France / Monde

Quand l'Angleterre débattait du burkini d'une star athée de la télé

Temps de lecture : 2 min

«Sur une plage, les femmes ne peuvent pas gagner.»

Nigella Lawson à Cannes, en octobre 2012. VALERY HACHE / AFP
Nigella Lawson à Cannes, en octobre 2012. VALERY HACHE / AFP

«Même Nigella Lawson en a porté un!», lance, en un cri du cœur, une auditrice de la BBC. Un quoi? Un burkini, pardi. Car si nos voisins britanniques se montrent critiques sur le débat médiatique et politique sur le port du burkini sur les plages publiques françaises, initié par une série d'arrêtés sur le sujet de maires de communes balnéaires, ils ont eu aussi droit au leur il y a cinq ans. Et pas sûr qu'il ait forcément été de plus haut niveau.
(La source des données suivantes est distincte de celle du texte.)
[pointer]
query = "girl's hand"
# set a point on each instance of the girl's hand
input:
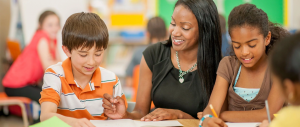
(265, 123)
(200, 115)
(161, 114)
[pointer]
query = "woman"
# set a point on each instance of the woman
(23, 76)
(178, 74)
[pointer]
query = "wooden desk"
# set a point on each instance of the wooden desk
(189, 122)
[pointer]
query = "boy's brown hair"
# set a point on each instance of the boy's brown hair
(84, 30)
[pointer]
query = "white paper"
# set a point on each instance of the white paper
(133, 123)
(242, 124)
(113, 123)
(158, 123)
En avril 2011, la presse people britannique publiait des photos de la présentatrice de télévision Nigella Lawson, 51 ans, arborant un burkini noir sur Bondi Beach, à Sydney, en Australie, par plus de 30 degrés. Personnalité sulfureuse (elle a notamment été impliquée dans une affaire de drogue en 2013), la fille de Nigel Lawson, l'ancien ministre des Finances de Margaret Thatcher, qui est surnommée outre-Manche la «Domestic Goddess» («la déesse du foyer», titre d'un de ses nombreux livres de cuisine), fait alors les gros titres de la presse. Et des grosses ventes pour Modestly Active, la marque de vêtements de bain islamiques qu'elle arbore ce jour-là, dont le patron explique que ses clientes non-musulmanes (comme Lawson, athée et fille de parents juifs non pratiquants) portent le burkini pour se protéger du soleil ou par désir d'être plus confortables.
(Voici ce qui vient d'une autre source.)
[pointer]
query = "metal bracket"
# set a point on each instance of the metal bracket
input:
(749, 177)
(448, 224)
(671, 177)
Peu après, le Guardian faisait de Nigella Lawson, dont le porte-parole expliquait de son côté qu'elle portait cette tenue pour se protéger des coups de soleil, une quasi-icône de la subversion et de l'empowerment:

«Ce qui a moins été commenté a été l'extraordinaire timing de la balade balnéaire en burkini de Lawson, seulement une semaine après l'entrée en vigueur de l'interdiction du port de la burqa et du niqab en France. [...] Au cœur des deux histoires, on trouve une obsession pour le corps des femmes et comment ils devraient ou ne devraient pas être montrés. [...] Le présupposé est que Lawson a choisi son accoutrement, et que les femmes qui portent le niqab en France ne font pas un choix libre. Mais quelle confiance pouvons-nous accorder à ce présupposé?»
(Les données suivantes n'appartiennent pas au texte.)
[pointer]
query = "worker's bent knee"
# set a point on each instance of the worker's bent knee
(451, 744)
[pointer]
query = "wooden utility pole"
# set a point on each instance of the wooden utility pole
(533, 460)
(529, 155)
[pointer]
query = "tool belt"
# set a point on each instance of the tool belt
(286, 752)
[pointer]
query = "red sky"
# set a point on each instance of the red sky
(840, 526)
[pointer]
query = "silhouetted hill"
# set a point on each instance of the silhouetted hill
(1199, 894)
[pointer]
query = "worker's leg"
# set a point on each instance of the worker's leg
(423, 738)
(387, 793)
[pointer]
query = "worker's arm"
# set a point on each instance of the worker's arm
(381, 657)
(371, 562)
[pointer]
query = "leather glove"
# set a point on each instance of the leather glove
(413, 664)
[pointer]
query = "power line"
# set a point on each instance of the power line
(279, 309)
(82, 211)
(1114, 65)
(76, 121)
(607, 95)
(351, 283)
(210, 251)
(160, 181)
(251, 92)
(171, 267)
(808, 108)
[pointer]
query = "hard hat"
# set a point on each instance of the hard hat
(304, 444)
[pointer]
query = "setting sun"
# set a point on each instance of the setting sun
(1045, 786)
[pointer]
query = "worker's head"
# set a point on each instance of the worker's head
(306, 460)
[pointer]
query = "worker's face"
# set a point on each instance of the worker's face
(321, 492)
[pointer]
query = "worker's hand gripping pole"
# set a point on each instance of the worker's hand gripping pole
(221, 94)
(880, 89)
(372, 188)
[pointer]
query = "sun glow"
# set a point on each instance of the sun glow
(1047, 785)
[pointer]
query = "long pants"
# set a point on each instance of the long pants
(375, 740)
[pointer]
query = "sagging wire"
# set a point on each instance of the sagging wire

Le Huffington Post fait d'ailleurs aujourd'hui une lecture assez proche de l'affaire:

«Il serait intéressant de voir si Nigella Lawson recevrait un avertissement et une amende si elle portait un burkini à Cannes comme elle l'a fait en Australie en 2011. Cela est peu probable car quand Nigella Lawson –une Occidentale blanche et privilégiée– choisit de porter le burkini, cela est vu comme son choix, comme une affirmation de son pouvoir.»

Rachel Johnson, la sœur du maire de Londres de l'époque Boris Johnson, voyait elle dans l'épisode «un message positif pour nous tous». En fait d'enpowerment, l'affaire avait pourtant aussi révélé la force des présupposés sexistes ou patriarcaux, puisque la presse tabloïd avait par la suite affirmé que Nigella Lawson s'était habillée ainsi pour plaire à son époux de l'époque, le marchand d'art Charles Saatchi, supposé aimer «ses femmes [sic] blanches comme de la porcelaine». Elle même avait affirmé qu'elle pouvait «voir la ressemblance avec un hippopotame» et un débat sur ses formes avait occupé des pages et des pages des journaux. La preuve, estimait à l'époque le Telegraph, que «sur une plage, les femmes ne peuvent pas gagner».